One expects the answer to be no, because the definition of $Cat'$ is rather unnatural. In fact, the answer is no, because the inclusion does not preserve limits. To show this, it suffices to specify two arrows in $Cat'$ whose equalizer (in $Cat$) does not lie in $Cat'$.
Well, let's try the simplest possible thing. Let $C$ be the category with two objects $X,Y$, and morphisms freely generated by $f: X \to Y$ and $g: Y \to X$. Let $D$ be the category with two objects $X,Y$ and morphisms freely generated by $f: X \to Y $ and $g_1,g_2: Y \to X$. For $i=1,2$, let $F_i: C\to D$ be the unique functor sending $X \mapsto X$, $Y \mapsto Y$, $f \mapsto f$, and $g \mapsto g_i$. Then the equalizer of $F_1$ and $F_2$ is the arrow category (objects $X,Y$ and a single non-identity arrow $f: X \to Y$), which does not lie in $Cat'$.
On the other hand, let $Cat_*$ denote the category of categories enriched in pointed sets. So an object is a category equipped with arrows $0_{xy} \in Hom(x,y)$ for each homset, such that $0_{xy} f = 0_{xz}$ for every $f: y \to z$ and $g0_{xy} = 0_{wy}$ for every $g: w \to x$. A morphism is a functor $F$ such that $F0_{xy} = 0_{FxFy}$. Then the obvious functor $Cat_* \to Cat$ has a left adjoint, induced by the left adjoint to the natural functor from pointed sets to sets. So if $C$ is a category, its image under the reflection $Cat \to Cat_*$ is the category $\tilde C$ where $Hom_{\tilde C}(x,y) = Hom_C(x,y) \amalg \{0_{xy}\}$ and composition defined in a way that you can hopefully guess.
We can also consider a category whose objects are similar to the objects of $Cat_*$ as described above, except without the conditions that $0_{xy}f =0_{xz}$ and $g0_{xy} = 0_{wy}$ (and morphisms as above).

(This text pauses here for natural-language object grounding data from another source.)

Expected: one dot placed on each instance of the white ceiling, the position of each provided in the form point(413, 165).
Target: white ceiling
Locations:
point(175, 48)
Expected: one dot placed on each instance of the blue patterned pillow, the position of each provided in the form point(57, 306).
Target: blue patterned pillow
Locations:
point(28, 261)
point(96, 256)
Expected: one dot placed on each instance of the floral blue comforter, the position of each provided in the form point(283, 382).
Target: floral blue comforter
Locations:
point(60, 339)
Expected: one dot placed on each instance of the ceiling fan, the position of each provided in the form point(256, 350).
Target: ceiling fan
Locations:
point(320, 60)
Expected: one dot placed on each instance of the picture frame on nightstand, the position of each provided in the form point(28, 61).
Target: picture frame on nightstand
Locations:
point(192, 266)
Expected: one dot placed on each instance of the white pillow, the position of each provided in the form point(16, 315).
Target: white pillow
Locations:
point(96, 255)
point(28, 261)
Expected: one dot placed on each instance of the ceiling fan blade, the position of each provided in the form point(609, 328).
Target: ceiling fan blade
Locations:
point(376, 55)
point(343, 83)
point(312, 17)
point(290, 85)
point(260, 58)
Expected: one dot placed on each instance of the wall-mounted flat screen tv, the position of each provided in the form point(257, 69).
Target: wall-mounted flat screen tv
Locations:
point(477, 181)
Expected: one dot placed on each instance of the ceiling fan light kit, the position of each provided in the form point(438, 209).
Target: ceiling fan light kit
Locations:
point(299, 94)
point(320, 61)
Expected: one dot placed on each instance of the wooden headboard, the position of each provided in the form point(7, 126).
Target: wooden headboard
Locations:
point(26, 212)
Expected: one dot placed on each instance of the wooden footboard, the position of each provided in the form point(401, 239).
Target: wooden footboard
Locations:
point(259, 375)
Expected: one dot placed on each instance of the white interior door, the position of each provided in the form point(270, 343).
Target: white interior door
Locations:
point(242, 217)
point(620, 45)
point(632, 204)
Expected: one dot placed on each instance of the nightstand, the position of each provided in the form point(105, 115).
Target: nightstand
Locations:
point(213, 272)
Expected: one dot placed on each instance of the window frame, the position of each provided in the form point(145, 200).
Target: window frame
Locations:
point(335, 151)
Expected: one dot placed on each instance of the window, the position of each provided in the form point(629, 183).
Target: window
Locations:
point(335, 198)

There is also be a left adjoint to the inclusion of this category into $Cat$: it sends $C$ to the category freely generated by $C$ along with one new morphism in each homset (by taking composites, though, we end up with lots of new morphisms in each homset).
A: There is a canonical construction along the lines you request:
$O: Cat\rightarrow{Set}$ 
the functor assigning to each small category the set of its objects, has a right adjoint
$M: Set\rightarrow{Cat}$ the functor which assigns to each set $X$ a category with objects $X$ and exactly one arrow in each hom set.
Now, think about it: in a category where you have exactly one arrow between any objects $a\rightarrow b$ and exactly one $b\rightarrow a$ and exactly one $a\rightarrow  a$ and one $b\rightarrow  b$ (the identities),  $a\rightarrow b$ and $b\rightarrow a$ must be inverse of each other, that is $a\rightarrow b$ is an isomorphism.  
Moral: all objects in the categories obtained by applying $M$ are isomorphic to each other
That's why I called this functor $M$, because it "merges" all objects in the original category into an isomorphic blob.
I am not aware of an official name for functor $M$. Please let me know if there is one?
Mac Lane's CWM 2nd edition page 90  ex. 9 describes this construction.